Recent legal developments have given student loan borrowers a chance to reassess and possibly change their repayment plans. Many borrowers are on the Save for A Valuable Education (SAVE) plan, but have been in forbearance due to ongoing lawsuits. These legal actions have caused a period of uncertainty, particularly for those borrowers hoping for loan forgiveness.
Alyssa Schaefer, chief experience officer at Laurel Road, a digital bank that provides student loan counseling and budgeting services, highlighted the issues that borrowers face when deciding whether to change their repayment plan. The main issue with continuing to use the SAVE plan during forbearance is that this period does not count toward a forgiveness period.
Those on the Public Service Forgiveness Loan (PSLF) program, for instance, often have a forgiveness period of 10 years, while those on income-driven repayment (IDR) programs may have periods ranging from 20 to 25 years. Borrowers are encouraged to assess their income growth potential, loan balance and lifestyle decisions when considering a repayment plan.

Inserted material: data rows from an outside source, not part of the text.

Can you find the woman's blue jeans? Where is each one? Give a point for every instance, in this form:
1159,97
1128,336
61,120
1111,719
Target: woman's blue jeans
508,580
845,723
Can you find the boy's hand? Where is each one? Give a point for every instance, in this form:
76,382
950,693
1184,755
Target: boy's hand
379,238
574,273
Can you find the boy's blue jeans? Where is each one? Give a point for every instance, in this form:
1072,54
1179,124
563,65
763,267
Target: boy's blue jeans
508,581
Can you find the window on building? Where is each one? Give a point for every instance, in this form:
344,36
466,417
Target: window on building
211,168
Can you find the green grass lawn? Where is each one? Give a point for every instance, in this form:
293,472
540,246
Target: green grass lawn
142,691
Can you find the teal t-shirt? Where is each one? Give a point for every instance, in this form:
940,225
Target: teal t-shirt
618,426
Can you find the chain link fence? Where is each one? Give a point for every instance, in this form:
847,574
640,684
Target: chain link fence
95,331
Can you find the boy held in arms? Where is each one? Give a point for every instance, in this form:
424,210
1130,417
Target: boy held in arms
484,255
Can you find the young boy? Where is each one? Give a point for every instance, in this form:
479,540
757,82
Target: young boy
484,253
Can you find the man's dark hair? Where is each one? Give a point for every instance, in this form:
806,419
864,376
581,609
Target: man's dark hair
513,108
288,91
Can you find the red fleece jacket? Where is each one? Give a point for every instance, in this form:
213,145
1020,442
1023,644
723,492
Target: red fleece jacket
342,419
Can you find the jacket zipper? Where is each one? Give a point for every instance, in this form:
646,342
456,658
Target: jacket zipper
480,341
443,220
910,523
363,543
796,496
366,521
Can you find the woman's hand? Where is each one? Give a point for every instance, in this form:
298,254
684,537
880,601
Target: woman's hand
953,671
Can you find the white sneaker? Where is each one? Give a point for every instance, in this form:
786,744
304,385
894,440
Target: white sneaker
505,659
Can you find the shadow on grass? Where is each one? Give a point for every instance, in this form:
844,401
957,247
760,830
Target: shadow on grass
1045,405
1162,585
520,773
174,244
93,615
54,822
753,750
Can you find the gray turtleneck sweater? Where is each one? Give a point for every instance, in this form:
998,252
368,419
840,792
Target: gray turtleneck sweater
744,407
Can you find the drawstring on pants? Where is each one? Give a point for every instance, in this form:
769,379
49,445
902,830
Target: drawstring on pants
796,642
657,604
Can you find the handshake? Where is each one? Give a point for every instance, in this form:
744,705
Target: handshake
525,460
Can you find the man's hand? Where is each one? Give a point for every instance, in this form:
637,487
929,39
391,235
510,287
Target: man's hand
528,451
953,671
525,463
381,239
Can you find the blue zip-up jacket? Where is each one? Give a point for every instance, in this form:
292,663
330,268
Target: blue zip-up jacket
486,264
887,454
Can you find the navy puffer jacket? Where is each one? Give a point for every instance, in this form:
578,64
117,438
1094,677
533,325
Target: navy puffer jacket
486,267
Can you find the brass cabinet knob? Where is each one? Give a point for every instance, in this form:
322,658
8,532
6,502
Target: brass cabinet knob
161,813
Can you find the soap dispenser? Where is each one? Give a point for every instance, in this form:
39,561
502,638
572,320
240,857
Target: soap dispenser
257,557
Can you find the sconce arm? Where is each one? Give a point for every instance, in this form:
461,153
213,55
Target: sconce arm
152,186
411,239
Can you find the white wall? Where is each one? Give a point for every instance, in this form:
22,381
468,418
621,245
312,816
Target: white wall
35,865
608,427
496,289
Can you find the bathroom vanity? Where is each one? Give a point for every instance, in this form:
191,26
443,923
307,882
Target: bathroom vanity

For example, if someone is in a career with high income potential but is not currently earning much, they should think about how future income will impact their student loan. They should also consider their lifestyle and life decisions. This includes factors such as marrying a high-income earner, which could increase the borrower's student loan repayment if they are filing taxes jointly.
Schaefer advises anyone considering a change of repayment plan to seek advice from an expert, as everyone's situation is different. She also stresses the importance of making considered decisions, not hasty ones, and thoroughly scrutinizing personal finances and available options.